Some of the concerns that could cause the industry includes the growing discussion of energy transition and the impact of the African Continental Free Trade Agreement (AfCFTA) on local content legislation, a situation that has already begun affecting revenue generation from the sector.
This the report highlighted its review in order to cater for the AfCFTA.
Speaking at the launch of the report, Chairman of PIAC, Professor Kwame Adom Frimpong called on stakeholders to intervene as soon as possible with some reviews to both policies and regulations in the petroleum upstream sector.
“We shouldn’t forget the African Continental Free Trade Agreement is in existence and that the local content regulations must be re-looked at as soon as possible. Also the recent conversations on the energy transition which has begun impacting on revenue inflows from the sector must also be taken into consideration because production will be heavily affected.”
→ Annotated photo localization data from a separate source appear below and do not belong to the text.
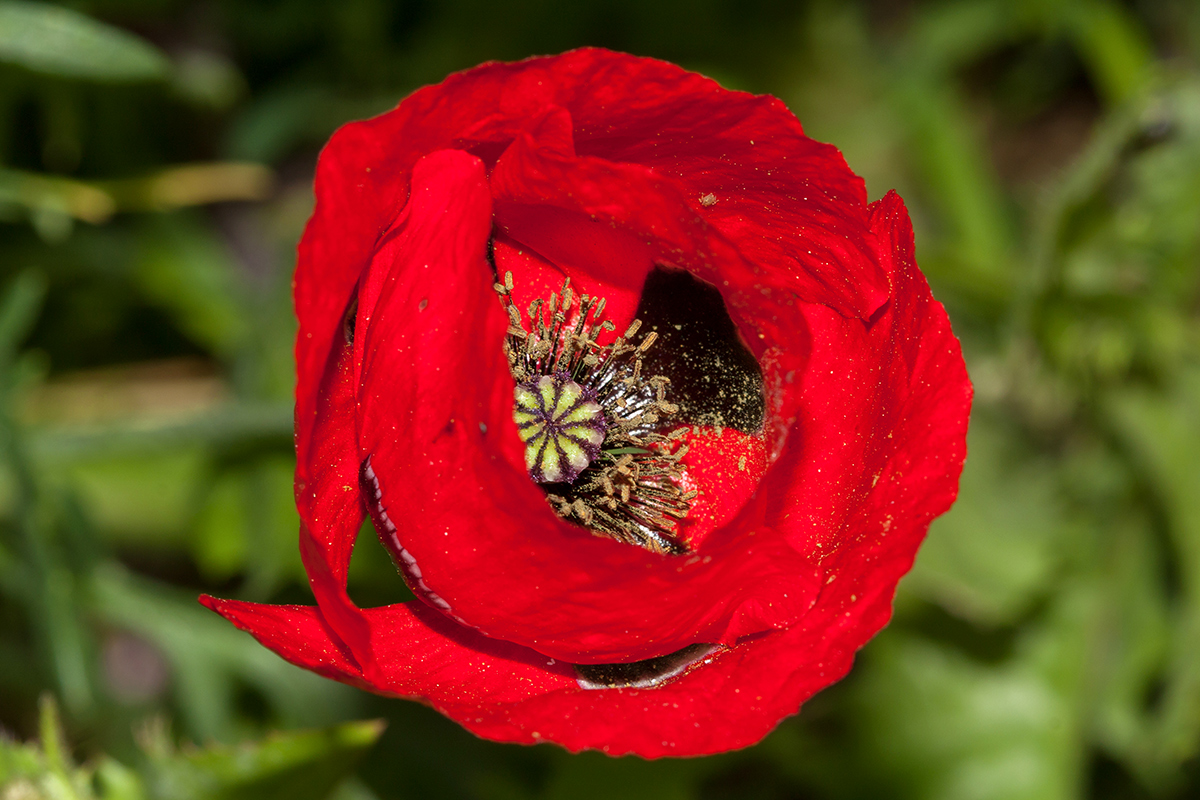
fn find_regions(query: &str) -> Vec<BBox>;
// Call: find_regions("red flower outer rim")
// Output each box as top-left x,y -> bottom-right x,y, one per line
203,188 -> 970,757
258,47 -> 969,753
762,193 -> 969,557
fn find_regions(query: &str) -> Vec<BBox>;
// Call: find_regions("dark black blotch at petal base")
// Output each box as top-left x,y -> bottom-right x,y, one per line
574,643 -> 720,689
634,267 -> 765,433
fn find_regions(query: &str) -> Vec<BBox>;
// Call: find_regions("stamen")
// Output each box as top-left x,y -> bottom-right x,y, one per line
496,271 -> 693,555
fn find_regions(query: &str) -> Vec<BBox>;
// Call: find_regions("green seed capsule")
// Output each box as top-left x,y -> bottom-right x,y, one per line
513,373 -> 607,484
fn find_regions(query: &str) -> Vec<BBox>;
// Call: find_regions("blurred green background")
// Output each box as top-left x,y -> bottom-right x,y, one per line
1,0 -> 1199,797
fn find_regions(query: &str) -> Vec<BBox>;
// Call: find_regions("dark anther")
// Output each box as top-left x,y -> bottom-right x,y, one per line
634,268 -> 765,433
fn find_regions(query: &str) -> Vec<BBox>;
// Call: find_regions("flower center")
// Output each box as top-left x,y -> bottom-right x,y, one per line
495,270 -> 694,555
513,373 -> 607,484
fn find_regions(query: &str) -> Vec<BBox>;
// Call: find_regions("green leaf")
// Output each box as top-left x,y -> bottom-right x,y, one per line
855,604 -> 1088,800
880,0 -> 1020,301
192,456 -> 305,597
143,720 -> 384,800
0,1 -> 170,82
0,697 -> 376,800
902,0 -> 1023,76
94,759 -> 148,800
0,695 -> 110,799
90,565 -> 361,743
52,448 -> 208,546
36,694 -> 71,778
856,639 -> 1071,800
539,750 -> 705,800
1086,516 -> 1173,784
0,734 -> 44,789
0,169 -> 117,236
133,218 -> 250,358
1029,78 -> 1200,373
903,415 -> 1068,625
0,270 -> 47,362
1105,369 -> 1200,770
28,402 -> 293,463
1062,0 -> 1156,106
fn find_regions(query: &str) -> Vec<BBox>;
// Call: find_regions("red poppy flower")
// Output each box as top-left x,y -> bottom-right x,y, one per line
201,48 -> 971,757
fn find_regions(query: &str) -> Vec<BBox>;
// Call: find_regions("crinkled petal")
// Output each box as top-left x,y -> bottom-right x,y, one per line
244,49 -> 972,758
676,427 -> 768,550
763,193 -> 971,557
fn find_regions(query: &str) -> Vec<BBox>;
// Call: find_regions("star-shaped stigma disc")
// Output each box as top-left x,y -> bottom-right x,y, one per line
513,373 -> 607,484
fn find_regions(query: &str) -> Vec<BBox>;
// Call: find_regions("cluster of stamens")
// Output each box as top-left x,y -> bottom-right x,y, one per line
495,271 -> 695,555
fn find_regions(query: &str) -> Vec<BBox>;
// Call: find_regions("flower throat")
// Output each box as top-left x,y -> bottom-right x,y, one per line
495,271 -> 694,555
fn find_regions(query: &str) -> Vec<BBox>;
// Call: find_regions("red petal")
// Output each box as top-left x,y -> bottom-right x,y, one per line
352,151 -> 820,663
199,595 -> 368,688
676,427 -> 768,551
200,466 -> 934,760
761,193 -> 971,558
550,53 -> 887,319
487,115 -> 814,452
197,596 -> 579,721
203,191 -> 967,755
459,49 -> 889,318
201,594 -> 782,756
493,202 -> 651,336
Responding to some of the recommendations, a Deputy Minister of Energy, Andrew Agyaper Mercer, admitted that although there may be challenges, work has begun to correct most of the concerns raised.
“Indeed it’s a good observation, but some of these calls are coming a bit too late because we have done some reviews to some of the regulations and more are ongoing. So we can accommodate some other concerns” he said.
The report also revealed that Ghana earned about $6.55 billion from oil and gas production by the end of 2020, equivalent to 9.97% of Gross Domestic Product.
Out of this amount, the Annual Budget Funding Amount (ABFA) has been allocated the highest amount of $2.6 billion (40%) over the period.
This is followed by the Ghana National Petroleum Cooperation (GNPC) which has received $2.0 billion (30%); the Ghana Stabilisation Fund (GSF) receiving an amount of $1.39 billion (21%) of total revenues; whereas the Ghana Heritage Fund (GHF) has received $586 million (9%) of the total allocation.